-Design of nano-level structures kinetically-

Porous coordination network (porous coordination polymer or metal organic frameworks) have mainly studied as thermodynamically assembled structure. However, before reaching to the thermal equilibrium, the system go through many intermediate states. If we use such an intermediate, we can achieve different structures which is not available under the thermodynamic conditions. Moreover, kinetic control can create "interactive site" in a pore. Such pores can be utilized for unique absorption, separation, reaction, physical properties, and so on. Recently we have started to synthesize new ligands and study porous coordination network which has redox properties.


-Reactions in Nano-space-

 We not only synthesize the porous network but also observe reactions using pore and mechanism. Especially we use in-situ X-ray analysis and try to “see” the reaction. “Seeing is believing” is our key ward.

-Properties of Nano-space-

 Generally, porous coordination network is insulator because of large band gap. However if we can control the redox potential of ligands, we can achieve conductive porous network. We study the basic physical property of it. It is difficult to figure out the physical property because of the solid state measurement. We combine many kinds of analysis and keep on trying.

-Device fabrication using Nano-space-

Crystalline materials with nano space are good candidates of device because of its high surface area to produce high sensitivity and guest selectivity. Especially porous materials with redox activity has conductivity which is anisotropic.
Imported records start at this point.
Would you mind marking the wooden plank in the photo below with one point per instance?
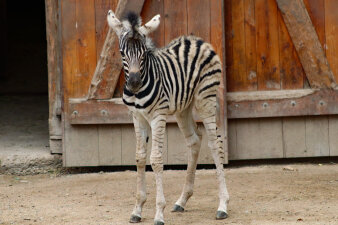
(98, 112)
(316, 11)
(199, 20)
(150, 9)
(175, 19)
(333, 135)
(307, 44)
(110, 146)
(109, 65)
(294, 137)
(268, 95)
(240, 105)
(241, 81)
(250, 44)
(81, 146)
(259, 139)
(317, 136)
(86, 46)
(291, 70)
(69, 46)
(101, 25)
(54, 74)
(331, 31)
(322, 102)
(268, 74)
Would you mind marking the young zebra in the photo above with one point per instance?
(167, 81)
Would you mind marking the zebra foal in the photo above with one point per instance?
(169, 81)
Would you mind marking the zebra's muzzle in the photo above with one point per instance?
(134, 82)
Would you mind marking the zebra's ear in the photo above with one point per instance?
(151, 25)
(114, 23)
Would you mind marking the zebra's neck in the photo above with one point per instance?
(150, 92)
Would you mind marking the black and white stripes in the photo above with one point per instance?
(160, 82)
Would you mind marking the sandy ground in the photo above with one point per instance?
(299, 194)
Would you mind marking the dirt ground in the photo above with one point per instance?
(272, 194)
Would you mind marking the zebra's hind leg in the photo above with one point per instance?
(193, 140)
(141, 130)
(158, 125)
(206, 108)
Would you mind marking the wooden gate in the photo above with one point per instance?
(280, 62)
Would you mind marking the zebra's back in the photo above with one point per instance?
(191, 69)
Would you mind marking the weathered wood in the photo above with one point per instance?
(317, 136)
(250, 44)
(268, 74)
(240, 105)
(268, 95)
(333, 135)
(294, 137)
(291, 70)
(240, 79)
(323, 102)
(199, 27)
(331, 31)
(316, 11)
(150, 9)
(307, 44)
(86, 46)
(109, 65)
(101, 25)
(54, 74)
(82, 111)
(175, 19)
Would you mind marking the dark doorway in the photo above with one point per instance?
(23, 77)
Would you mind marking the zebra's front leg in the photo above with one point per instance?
(141, 130)
(158, 125)
(216, 146)
(193, 140)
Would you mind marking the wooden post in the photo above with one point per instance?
(54, 74)
(109, 65)
(307, 43)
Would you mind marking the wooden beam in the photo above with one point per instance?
(54, 74)
(109, 65)
(308, 47)
(239, 105)
(314, 102)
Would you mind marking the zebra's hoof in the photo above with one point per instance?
(135, 219)
(221, 215)
(157, 222)
(177, 208)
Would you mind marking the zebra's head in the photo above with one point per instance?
(134, 44)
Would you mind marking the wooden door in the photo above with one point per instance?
(97, 128)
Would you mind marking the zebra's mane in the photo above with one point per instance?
(134, 21)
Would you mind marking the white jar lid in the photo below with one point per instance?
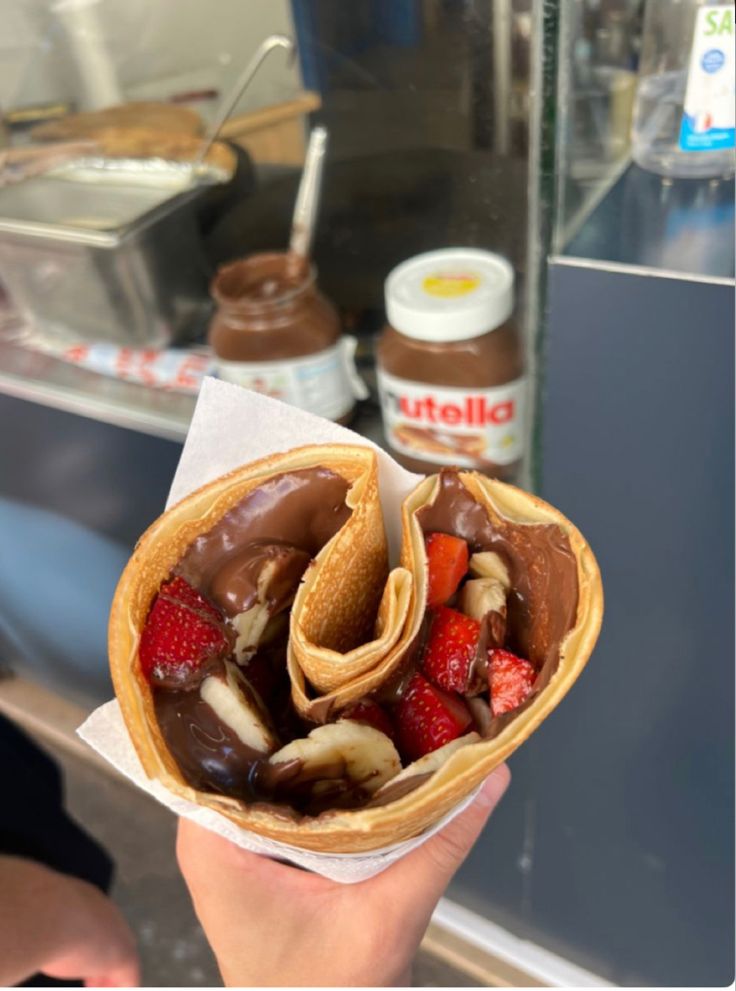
(450, 295)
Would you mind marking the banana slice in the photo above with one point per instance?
(234, 702)
(488, 564)
(345, 750)
(427, 765)
(480, 596)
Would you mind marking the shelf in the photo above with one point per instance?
(672, 226)
(49, 381)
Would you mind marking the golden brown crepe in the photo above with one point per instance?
(332, 660)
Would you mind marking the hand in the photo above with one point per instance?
(270, 924)
(62, 927)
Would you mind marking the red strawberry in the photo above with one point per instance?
(179, 637)
(427, 718)
(183, 592)
(447, 558)
(371, 713)
(450, 649)
(511, 679)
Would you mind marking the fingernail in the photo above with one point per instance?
(493, 787)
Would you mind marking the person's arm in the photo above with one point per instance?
(270, 924)
(60, 926)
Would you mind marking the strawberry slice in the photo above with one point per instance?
(427, 718)
(447, 558)
(181, 591)
(181, 634)
(372, 714)
(450, 649)
(511, 680)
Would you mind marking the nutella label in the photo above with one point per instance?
(326, 383)
(465, 427)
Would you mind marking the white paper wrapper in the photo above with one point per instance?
(232, 427)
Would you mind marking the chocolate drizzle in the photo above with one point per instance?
(542, 602)
(303, 509)
(284, 523)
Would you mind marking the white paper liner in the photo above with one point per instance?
(232, 427)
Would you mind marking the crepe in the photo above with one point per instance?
(335, 658)
(161, 117)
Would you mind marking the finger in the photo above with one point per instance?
(126, 975)
(423, 874)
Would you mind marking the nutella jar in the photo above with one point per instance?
(275, 333)
(449, 364)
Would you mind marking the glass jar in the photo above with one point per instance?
(275, 333)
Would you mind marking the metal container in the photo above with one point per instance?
(120, 263)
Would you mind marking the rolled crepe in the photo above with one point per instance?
(354, 628)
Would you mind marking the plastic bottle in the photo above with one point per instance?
(683, 123)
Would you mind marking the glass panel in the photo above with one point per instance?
(677, 213)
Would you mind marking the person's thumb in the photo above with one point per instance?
(427, 871)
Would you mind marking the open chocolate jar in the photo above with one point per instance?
(450, 366)
(274, 332)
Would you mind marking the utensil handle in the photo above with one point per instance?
(307, 200)
(231, 98)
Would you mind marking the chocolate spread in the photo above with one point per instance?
(298, 510)
(543, 597)
(275, 333)
(285, 522)
(450, 367)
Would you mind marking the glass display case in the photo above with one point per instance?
(503, 125)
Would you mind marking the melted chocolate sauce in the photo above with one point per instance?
(286, 521)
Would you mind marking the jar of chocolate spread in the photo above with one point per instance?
(449, 364)
(274, 332)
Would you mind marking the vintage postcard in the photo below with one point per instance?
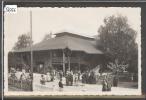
(72, 50)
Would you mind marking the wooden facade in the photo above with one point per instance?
(56, 57)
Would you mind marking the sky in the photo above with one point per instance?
(82, 21)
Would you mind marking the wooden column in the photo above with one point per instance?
(51, 58)
(79, 62)
(69, 63)
(63, 62)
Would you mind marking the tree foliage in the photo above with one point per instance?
(24, 41)
(117, 40)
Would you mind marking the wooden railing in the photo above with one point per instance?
(60, 59)
(24, 85)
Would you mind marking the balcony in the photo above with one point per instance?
(60, 60)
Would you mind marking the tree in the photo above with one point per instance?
(24, 41)
(117, 41)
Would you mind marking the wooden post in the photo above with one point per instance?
(63, 63)
(79, 63)
(51, 58)
(31, 50)
(69, 63)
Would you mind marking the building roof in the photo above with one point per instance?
(66, 40)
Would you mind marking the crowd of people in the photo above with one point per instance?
(71, 78)
(21, 80)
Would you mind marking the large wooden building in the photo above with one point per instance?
(66, 51)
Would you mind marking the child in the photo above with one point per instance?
(42, 80)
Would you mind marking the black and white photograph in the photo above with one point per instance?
(72, 51)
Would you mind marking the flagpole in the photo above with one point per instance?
(31, 50)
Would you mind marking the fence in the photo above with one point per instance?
(24, 85)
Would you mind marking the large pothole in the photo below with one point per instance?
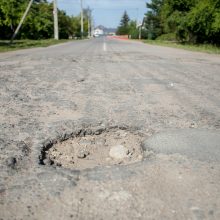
(112, 147)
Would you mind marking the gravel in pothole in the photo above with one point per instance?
(108, 148)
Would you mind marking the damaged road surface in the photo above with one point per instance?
(109, 129)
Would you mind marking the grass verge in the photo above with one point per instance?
(208, 48)
(24, 44)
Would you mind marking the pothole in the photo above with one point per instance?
(106, 148)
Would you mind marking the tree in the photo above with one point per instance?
(153, 22)
(123, 28)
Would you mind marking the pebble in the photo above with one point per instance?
(118, 152)
(82, 154)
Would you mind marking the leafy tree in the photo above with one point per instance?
(153, 19)
(123, 29)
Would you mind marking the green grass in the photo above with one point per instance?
(24, 44)
(208, 48)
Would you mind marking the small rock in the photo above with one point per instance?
(82, 154)
(118, 152)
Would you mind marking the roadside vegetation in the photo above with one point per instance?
(38, 26)
(189, 24)
(24, 44)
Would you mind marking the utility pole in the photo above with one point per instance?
(55, 15)
(89, 24)
(82, 29)
(22, 20)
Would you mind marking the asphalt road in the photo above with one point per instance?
(170, 98)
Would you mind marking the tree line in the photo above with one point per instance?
(39, 22)
(193, 21)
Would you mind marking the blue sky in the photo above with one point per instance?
(106, 12)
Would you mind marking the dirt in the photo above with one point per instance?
(95, 150)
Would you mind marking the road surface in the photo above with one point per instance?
(168, 99)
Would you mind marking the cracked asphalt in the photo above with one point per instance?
(170, 97)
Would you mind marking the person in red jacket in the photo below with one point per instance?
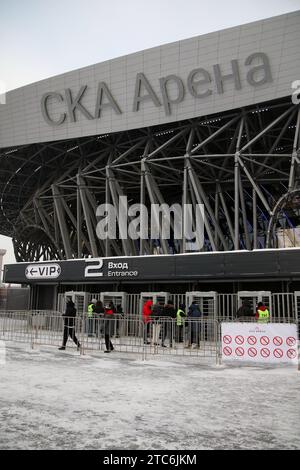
(147, 310)
(109, 311)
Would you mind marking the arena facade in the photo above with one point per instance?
(210, 120)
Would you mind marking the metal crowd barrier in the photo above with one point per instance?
(196, 337)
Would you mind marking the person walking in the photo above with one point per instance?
(194, 315)
(98, 314)
(245, 311)
(69, 325)
(147, 311)
(262, 313)
(109, 311)
(180, 316)
(168, 324)
(157, 313)
(90, 317)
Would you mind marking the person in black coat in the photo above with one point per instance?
(69, 325)
(168, 325)
(98, 313)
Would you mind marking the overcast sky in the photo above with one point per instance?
(42, 38)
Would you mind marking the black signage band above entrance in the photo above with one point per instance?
(276, 264)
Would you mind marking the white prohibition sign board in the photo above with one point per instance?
(249, 335)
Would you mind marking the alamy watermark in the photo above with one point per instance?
(296, 94)
(2, 92)
(161, 221)
(2, 353)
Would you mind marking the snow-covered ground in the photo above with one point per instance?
(52, 399)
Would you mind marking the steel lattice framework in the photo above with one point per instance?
(239, 164)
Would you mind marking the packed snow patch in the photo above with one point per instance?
(52, 399)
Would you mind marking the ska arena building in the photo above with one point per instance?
(212, 120)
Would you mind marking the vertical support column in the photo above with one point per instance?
(87, 216)
(79, 224)
(254, 202)
(217, 215)
(62, 222)
(184, 202)
(142, 205)
(294, 154)
(236, 188)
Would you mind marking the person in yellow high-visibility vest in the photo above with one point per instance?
(262, 313)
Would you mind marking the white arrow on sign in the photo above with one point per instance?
(42, 271)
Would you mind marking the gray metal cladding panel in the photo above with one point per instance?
(289, 262)
(252, 263)
(203, 65)
(199, 266)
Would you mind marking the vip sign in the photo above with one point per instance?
(43, 271)
(267, 343)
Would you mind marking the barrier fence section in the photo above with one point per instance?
(123, 333)
(162, 336)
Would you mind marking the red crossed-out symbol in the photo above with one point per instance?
(291, 353)
(227, 339)
(252, 340)
(278, 353)
(277, 340)
(252, 352)
(239, 339)
(265, 352)
(291, 341)
(227, 351)
(264, 340)
(239, 351)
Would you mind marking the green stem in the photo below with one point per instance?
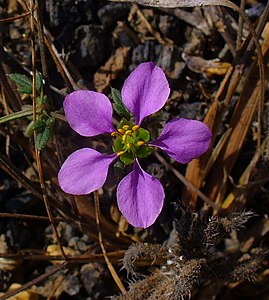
(16, 115)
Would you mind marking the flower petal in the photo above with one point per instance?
(88, 113)
(84, 171)
(184, 139)
(140, 197)
(145, 91)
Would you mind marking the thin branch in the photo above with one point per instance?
(186, 182)
(37, 152)
(109, 265)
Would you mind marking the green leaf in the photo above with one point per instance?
(38, 125)
(50, 122)
(24, 84)
(39, 81)
(16, 115)
(43, 138)
(118, 105)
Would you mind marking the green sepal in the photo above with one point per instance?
(24, 84)
(127, 158)
(39, 81)
(119, 165)
(118, 105)
(43, 138)
(143, 151)
(124, 122)
(118, 145)
(143, 135)
(40, 100)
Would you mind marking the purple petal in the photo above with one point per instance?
(140, 197)
(145, 91)
(88, 113)
(84, 171)
(184, 139)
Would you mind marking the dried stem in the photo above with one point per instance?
(186, 182)
(109, 265)
(37, 152)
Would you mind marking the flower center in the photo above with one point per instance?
(130, 142)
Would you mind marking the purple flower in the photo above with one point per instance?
(140, 196)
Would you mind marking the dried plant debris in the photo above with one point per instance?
(195, 256)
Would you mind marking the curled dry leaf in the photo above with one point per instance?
(209, 67)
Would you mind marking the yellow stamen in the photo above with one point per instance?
(115, 133)
(120, 153)
(121, 131)
(135, 127)
(125, 127)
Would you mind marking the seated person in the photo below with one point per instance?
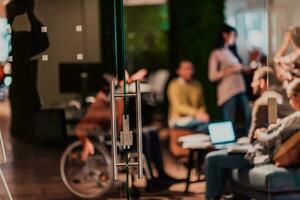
(186, 100)
(98, 116)
(219, 163)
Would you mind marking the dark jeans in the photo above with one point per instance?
(152, 150)
(195, 126)
(230, 107)
(218, 166)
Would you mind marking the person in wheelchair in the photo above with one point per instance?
(98, 117)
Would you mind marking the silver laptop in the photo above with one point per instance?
(222, 134)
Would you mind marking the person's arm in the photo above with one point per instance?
(283, 48)
(259, 119)
(5, 36)
(268, 138)
(174, 97)
(214, 74)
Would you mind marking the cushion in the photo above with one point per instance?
(268, 178)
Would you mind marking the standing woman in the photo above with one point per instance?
(225, 68)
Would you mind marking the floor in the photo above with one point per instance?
(32, 172)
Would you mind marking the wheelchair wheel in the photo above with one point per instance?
(89, 179)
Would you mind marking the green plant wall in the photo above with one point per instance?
(193, 33)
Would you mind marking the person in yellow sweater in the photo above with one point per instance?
(186, 100)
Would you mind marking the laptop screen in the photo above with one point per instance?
(221, 132)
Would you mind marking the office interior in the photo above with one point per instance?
(67, 62)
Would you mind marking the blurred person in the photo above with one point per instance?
(98, 117)
(218, 164)
(288, 64)
(186, 100)
(5, 35)
(23, 93)
(225, 68)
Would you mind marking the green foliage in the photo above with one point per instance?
(194, 28)
(147, 36)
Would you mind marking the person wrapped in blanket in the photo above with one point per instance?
(98, 117)
(266, 140)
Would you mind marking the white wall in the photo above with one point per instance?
(61, 17)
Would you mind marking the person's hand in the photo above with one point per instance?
(258, 132)
(139, 75)
(88, 149)
(203, 116)
(236, 68)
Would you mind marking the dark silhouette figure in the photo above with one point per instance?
(24, 96)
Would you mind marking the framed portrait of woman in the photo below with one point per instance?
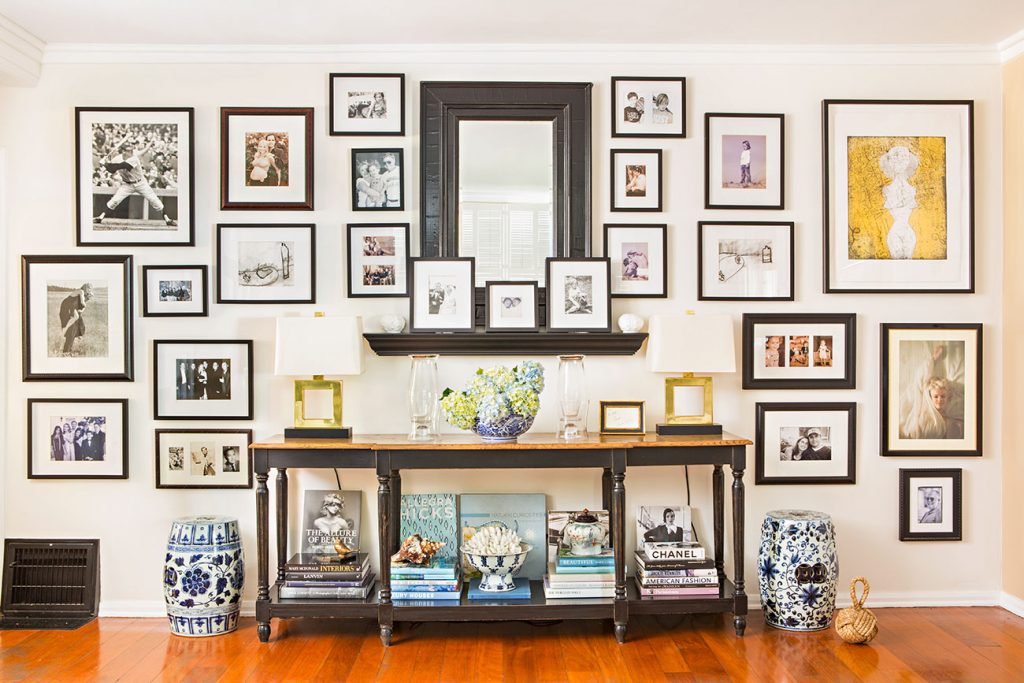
(931, 389)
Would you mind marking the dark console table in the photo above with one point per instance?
(389, 455)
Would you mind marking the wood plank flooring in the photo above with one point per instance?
(925, 644)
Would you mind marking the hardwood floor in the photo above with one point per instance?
(932, 644)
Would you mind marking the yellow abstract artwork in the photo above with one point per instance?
(897, 198)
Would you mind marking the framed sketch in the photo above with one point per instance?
(266, 158)
(744, 161)
(78, 438)
(579, 294)
(636, 179)
(204, 459)
(898, 196)
(931, 389)
(175, 291)
(262, 263)
(378, 255)
(512, 306)
(378, 183)
(744, 260)
(806, 443)
(441, 298)
(639, 255)
(648, 107)
(198, 379)
(931, 505)
(800, 350)
(135, 176)
(368, 103)
(77, 318)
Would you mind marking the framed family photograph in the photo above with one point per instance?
(135, 176)
(800, 350)
(639, 255)
(377, 179)
(378, 256)
(744, 261)
(636, 179)
(931, 389)
(931, 505)
(77, 318)
(266, 263)
(368, 104)
(806, 443)
(898, 196)
(648, 107)
(744, 161)
(175, 291)
(204, 459)
(266, 158)
(442, 296)
(78, 438)
(579, 294)
(197, 379)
We are producing sensors by fabricating thin film using these properties and investigating sensing mechanism with molecular level.

-Ab initio structure analysis of crystalline and amorphous materials-

We characterize the synthesized materials by X-ray diffractions. Meta stable state often shows phase transition with large structure and properties change. Our target for structure analysis is diverse such as single crystals, crystalline powder, and amorphous. To determine the structure by ab inito method, we use X-ray (laboratory or synchrotron). Especially ab initio X-ray powder diffraction structure analysis requires special crystallographic knowledge. However, sometimes, the materials with interesting properties is obtained as only powder, so, we use ab initio XRPD method to determine the crystal structure of such materials. Furthermore, we have started the investigation of amorphous phase using total scattering and EXAFS. We characterize solid materials from micro to macro size.